Although I don't see why folks are concerned with increasing the build times of city improvements. Yes, leaving them alone will muck with your tech advancement speeds somewhat, but you can easily counter this just by increasing the tech research percentage until you get a rate you happen to like. If 300% is too fast because your improvements counter the effect somewhat, then just raise it to 400% and adjust the years/turn accordingly. Your cities won't have anything to build for long stretches (except military units), but so what? That also happened to be true for the vast majority of human history. And when you do get new tech and new improvements, each advancement will be a Really Big Deal(TM), rather than just another blip on the screen and another thing to add to the build queue. That's what I did with the previous Civs and I thought it made the game much more enjoyable (at least until the hard-coded speed increase surpassed my mods ability to slow things down).
I am going to slow down the builds somewhat, but only because I believe they're too fast at their standard rates. I'm also going to slow cultural advancement down as well, probably to the same level as tech advancement so that city cultural points pace themselves and don't become outrageous while I'm still mucking about with chariots. In a single player game that should result in culture advancing at the same pace as a normal game, only in glacial slo-mo from the players point of view.
The only unit I can think that really needs to be slowed down along with everything else is the settler. Easy enough to do, from the look of the files.
As for Great People, the whole concept looks to be game-breaking if left alone - and that seems to be the consensus of quite a few players on various forums. My preference would be just to get rid of them altogether, putting Civ 4 more in line with previous games. Either that or, if this crashes the game in some way, restrict them to the super-specialist role.
Finally, I'm going to mod the various combat units to get rid of the rock-paper-scissors approach that Firaxis took.

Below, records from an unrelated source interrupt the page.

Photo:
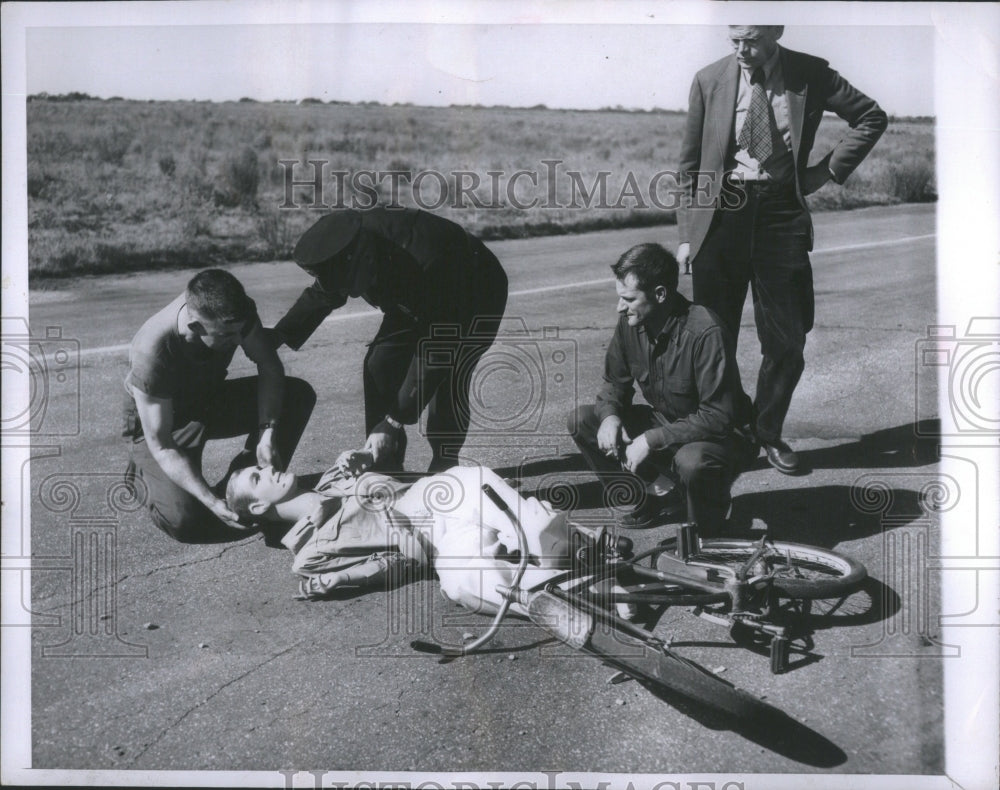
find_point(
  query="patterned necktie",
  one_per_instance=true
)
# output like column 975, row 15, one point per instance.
column 755, row 136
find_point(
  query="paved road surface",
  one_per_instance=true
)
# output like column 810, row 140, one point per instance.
column 237, row 675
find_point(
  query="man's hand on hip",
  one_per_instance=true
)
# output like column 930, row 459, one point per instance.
column 815, row 177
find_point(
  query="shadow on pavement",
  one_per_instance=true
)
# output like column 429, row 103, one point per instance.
column 771, row 728
column 913, row 444
column 827, row 515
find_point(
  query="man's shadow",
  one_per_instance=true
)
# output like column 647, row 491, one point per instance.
column 905, row 446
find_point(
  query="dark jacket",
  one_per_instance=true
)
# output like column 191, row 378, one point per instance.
column 811, row 88
column 688, row 374
column 427, row 268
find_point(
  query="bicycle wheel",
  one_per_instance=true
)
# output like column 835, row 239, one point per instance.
column 638, row 653
column 799, row 571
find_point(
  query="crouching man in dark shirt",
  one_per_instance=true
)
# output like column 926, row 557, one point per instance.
column 691, row 434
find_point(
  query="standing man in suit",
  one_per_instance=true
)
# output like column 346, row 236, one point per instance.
column 433, row 281
column 743, row 220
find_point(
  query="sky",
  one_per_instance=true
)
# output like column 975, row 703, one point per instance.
column 634, row 62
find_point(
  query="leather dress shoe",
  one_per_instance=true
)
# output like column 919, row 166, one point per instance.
column 782, row 457
column 654, row 511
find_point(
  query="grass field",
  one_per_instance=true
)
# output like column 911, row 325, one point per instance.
column 116, row 186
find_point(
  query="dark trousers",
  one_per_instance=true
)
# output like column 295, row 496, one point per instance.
column 232, row 413
column 705, row 470
column 446, row 357
column 764, row 243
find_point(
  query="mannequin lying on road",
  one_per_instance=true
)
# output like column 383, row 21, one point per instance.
column 360, row 528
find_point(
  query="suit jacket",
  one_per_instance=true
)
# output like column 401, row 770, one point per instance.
column 811, row 88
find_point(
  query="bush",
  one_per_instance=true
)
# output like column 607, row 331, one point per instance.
column 277, row 232
column 168, row 165
column 112, row 147
column 912, row 182
column 239, row 181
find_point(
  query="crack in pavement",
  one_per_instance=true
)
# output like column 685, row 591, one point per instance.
column 146, row 747
column 97, row 591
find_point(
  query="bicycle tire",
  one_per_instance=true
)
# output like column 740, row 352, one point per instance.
column 639, row 654
column 799, row 571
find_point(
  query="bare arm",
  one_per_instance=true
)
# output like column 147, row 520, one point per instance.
column 270, row 394
column 157, row 417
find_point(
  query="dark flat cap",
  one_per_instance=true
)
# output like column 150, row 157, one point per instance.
column 326, row 239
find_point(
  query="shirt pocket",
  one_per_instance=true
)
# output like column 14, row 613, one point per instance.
column 640, row 374
column 682, row 397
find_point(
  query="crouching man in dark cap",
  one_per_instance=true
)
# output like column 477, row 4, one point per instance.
column 431, row 279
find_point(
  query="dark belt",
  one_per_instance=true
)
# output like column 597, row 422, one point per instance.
column 764, row 187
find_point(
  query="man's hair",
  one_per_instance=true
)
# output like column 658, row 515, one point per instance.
column 650, row 264
column 239, row 501
column 218, row 296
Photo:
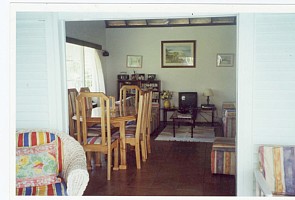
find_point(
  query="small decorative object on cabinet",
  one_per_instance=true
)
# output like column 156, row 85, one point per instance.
column 166, row 103
column 166, row 95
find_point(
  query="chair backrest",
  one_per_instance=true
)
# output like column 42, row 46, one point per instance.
column 149, row 110
column 85, row 116
column 88, row 100
column 141, row 114
column 125, row 100
column 277, row 164
column 72, row 94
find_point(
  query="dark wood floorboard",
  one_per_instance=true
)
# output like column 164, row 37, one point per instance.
column 172, row 169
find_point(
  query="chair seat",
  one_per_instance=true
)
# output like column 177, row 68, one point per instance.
column 56, row 189
column 97, row 140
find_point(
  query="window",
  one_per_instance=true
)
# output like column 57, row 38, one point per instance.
column 84, row 68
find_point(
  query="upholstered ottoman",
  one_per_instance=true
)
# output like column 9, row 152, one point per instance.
column 223, row 156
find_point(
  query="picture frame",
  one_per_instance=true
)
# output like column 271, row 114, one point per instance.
column 225, row 60
column 134, row 61
column 178, row 54
column 151, row 77
column 141, row 77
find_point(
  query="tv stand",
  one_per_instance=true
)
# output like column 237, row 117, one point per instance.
column 200, row 110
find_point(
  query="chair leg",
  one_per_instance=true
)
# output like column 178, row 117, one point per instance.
column 143, row 150
column 148, row 141
column 116, row 157
column 88, row 158
column 109, row 165
column 137, row 154
column 98, row 159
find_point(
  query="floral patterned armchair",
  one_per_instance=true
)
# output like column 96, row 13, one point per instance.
column 49, row 163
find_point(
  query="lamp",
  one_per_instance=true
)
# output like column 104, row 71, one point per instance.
column 208, row 93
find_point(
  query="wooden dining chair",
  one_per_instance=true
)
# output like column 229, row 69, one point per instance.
column 105, row 143
column 129, row 96
column 88, row 100
column 72, row 94
column 135, row 134
column 149, row 120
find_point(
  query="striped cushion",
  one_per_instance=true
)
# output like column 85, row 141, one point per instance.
column 28, row 139
column 277, row 164
column 57, row 189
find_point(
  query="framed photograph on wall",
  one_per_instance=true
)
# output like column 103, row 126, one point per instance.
column 225, row 60
column 134, row 61
column 178, row 54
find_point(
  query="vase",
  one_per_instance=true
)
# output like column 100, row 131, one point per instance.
column 166, row 104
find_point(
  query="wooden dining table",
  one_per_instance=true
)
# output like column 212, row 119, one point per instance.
column 118, row 119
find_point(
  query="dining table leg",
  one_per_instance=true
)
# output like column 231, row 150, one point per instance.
column 123, row 164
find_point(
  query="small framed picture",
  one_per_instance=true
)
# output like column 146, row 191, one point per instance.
column 151, row 77
column 141, row 77
column 134, row 61
column 224, row 60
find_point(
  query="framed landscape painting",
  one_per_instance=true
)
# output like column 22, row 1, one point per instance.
column 178, row 54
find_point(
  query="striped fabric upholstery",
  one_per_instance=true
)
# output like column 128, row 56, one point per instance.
column 27, row 139
column 57, row 189
column 223, row 156
column 277, row 164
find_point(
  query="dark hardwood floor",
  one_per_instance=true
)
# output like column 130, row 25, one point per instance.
column 172, row 169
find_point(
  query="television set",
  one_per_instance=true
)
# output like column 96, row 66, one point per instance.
column 187, row 101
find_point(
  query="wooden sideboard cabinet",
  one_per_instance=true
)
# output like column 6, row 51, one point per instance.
column 155, row 85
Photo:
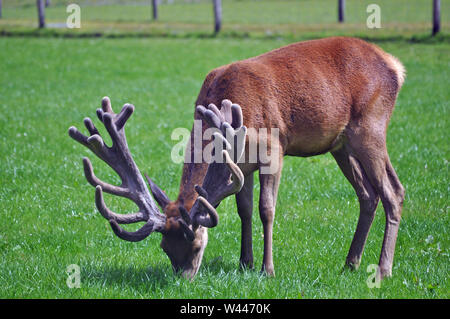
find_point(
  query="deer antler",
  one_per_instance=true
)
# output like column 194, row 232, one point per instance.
column 119, row 158
column 223, row 178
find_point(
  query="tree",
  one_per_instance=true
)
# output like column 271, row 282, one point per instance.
column 436, row 16
column 155, row 9
column 341, row 11
column 217, row 6
column 41, row 13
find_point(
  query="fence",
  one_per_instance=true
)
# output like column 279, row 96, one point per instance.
column 266, row 16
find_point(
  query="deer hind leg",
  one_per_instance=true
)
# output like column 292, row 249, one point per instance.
column 368, row 202
column 371, row 152
column 267, row 202
column 244, row 201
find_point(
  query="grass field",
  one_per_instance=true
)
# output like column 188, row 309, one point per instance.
column 47, row 211
column 48, row 216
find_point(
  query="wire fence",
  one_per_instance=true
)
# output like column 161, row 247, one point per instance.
column 266, row 16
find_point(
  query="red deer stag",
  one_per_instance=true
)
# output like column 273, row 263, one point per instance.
column 331, row 95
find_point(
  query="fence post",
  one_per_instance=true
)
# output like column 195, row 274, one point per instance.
column 155, row 9
column 341, row 11
column 41, row 13
column 436, row 16
column 217, row 5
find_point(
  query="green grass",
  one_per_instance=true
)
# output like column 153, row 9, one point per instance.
column 48, row 216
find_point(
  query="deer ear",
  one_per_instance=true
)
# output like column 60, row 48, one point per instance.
column 159, row 195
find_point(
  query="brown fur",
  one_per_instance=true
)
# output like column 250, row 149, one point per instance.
column 330, row 95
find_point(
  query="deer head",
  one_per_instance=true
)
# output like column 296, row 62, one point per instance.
column 184, row 234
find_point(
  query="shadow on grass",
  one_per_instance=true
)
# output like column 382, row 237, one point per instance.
column 149, row 278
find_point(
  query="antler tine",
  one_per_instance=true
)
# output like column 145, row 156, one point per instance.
column 119, row 158
column 230, row 138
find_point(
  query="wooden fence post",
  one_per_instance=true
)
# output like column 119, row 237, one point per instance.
column 341, row 11
column 217, row 6
column 155, row 9
column 41, row 13
column 436, row 16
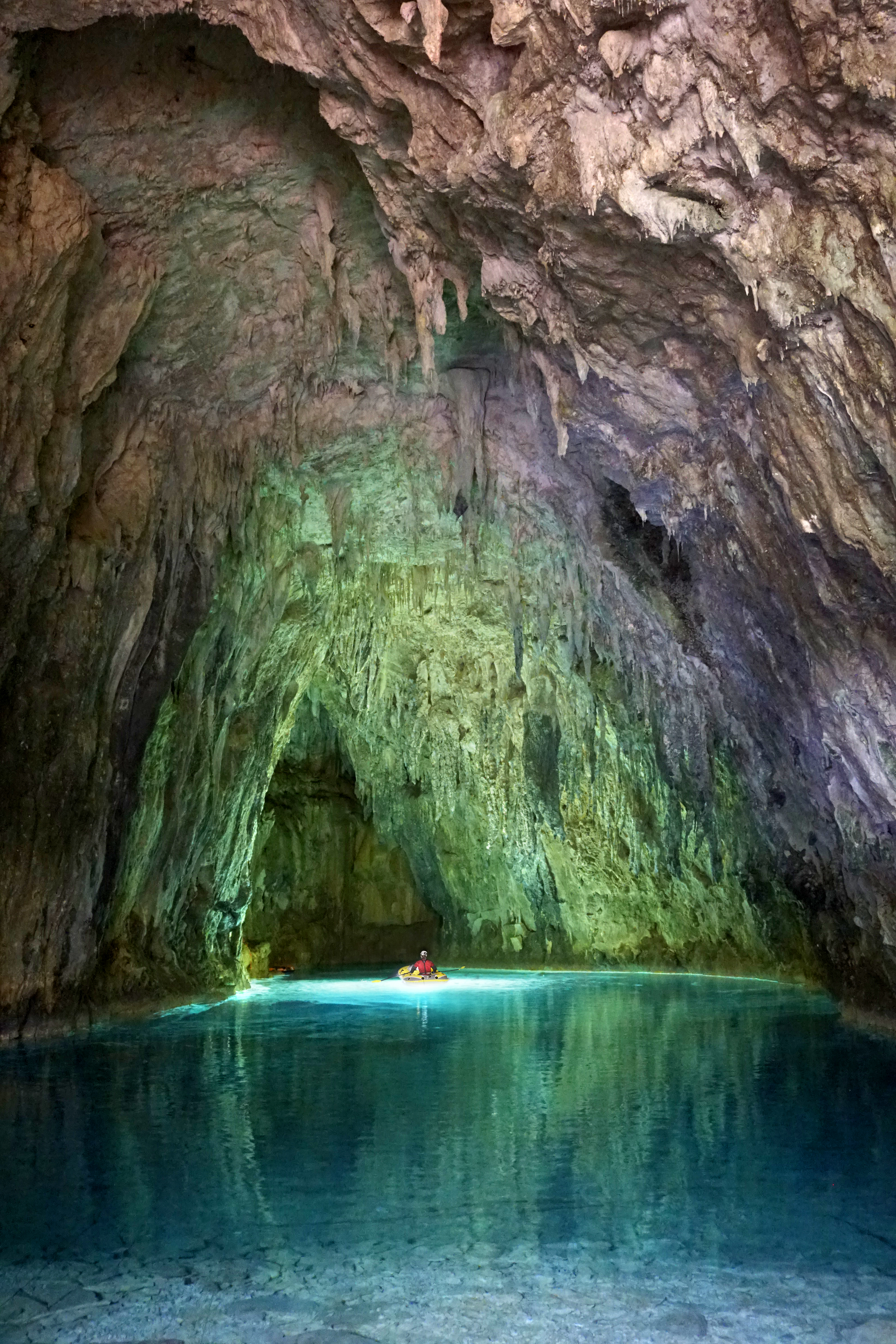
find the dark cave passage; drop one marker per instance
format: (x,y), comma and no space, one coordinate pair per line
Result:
(327,892)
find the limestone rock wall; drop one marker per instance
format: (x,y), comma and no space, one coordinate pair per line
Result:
(326,890)
(596,587)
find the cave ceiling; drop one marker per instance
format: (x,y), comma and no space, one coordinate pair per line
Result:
(514,380)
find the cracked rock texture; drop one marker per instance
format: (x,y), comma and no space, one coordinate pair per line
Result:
(511,385)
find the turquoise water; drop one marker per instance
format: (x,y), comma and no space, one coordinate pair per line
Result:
(613,1119)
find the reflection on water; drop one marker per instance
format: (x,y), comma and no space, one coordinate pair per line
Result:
(733,1122)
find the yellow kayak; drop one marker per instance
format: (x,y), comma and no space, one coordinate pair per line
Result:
(414,978)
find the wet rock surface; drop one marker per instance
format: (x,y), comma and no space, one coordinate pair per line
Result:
(515,382)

First because it's ridiculous from the strategic I'm-the-bloody-god-Emperor view; I command *armies*, not ahistorical corps of pure archers/macemen/whatever. Second, because the groupings simply don't make a whole lot of sense any which way you slice it, in military terms. I'll be doing my best to replace them with a more 'Hearts of Iron' approach, e.g., generic infantry, generic cavalry, armor, etc., all of which improve accordingly with each relevent advancement. As well as getting rid of the current (and in my view, nonsensical) way siege engines/artillery are used. If only they'd gone the same road as SMAC here....
Look forward to reading what the rest of you are doing. After I finish my first modded-up-the-wazoo game I'll post the results. Although if I do this correctly it'll probably be a month or so before I'm finished.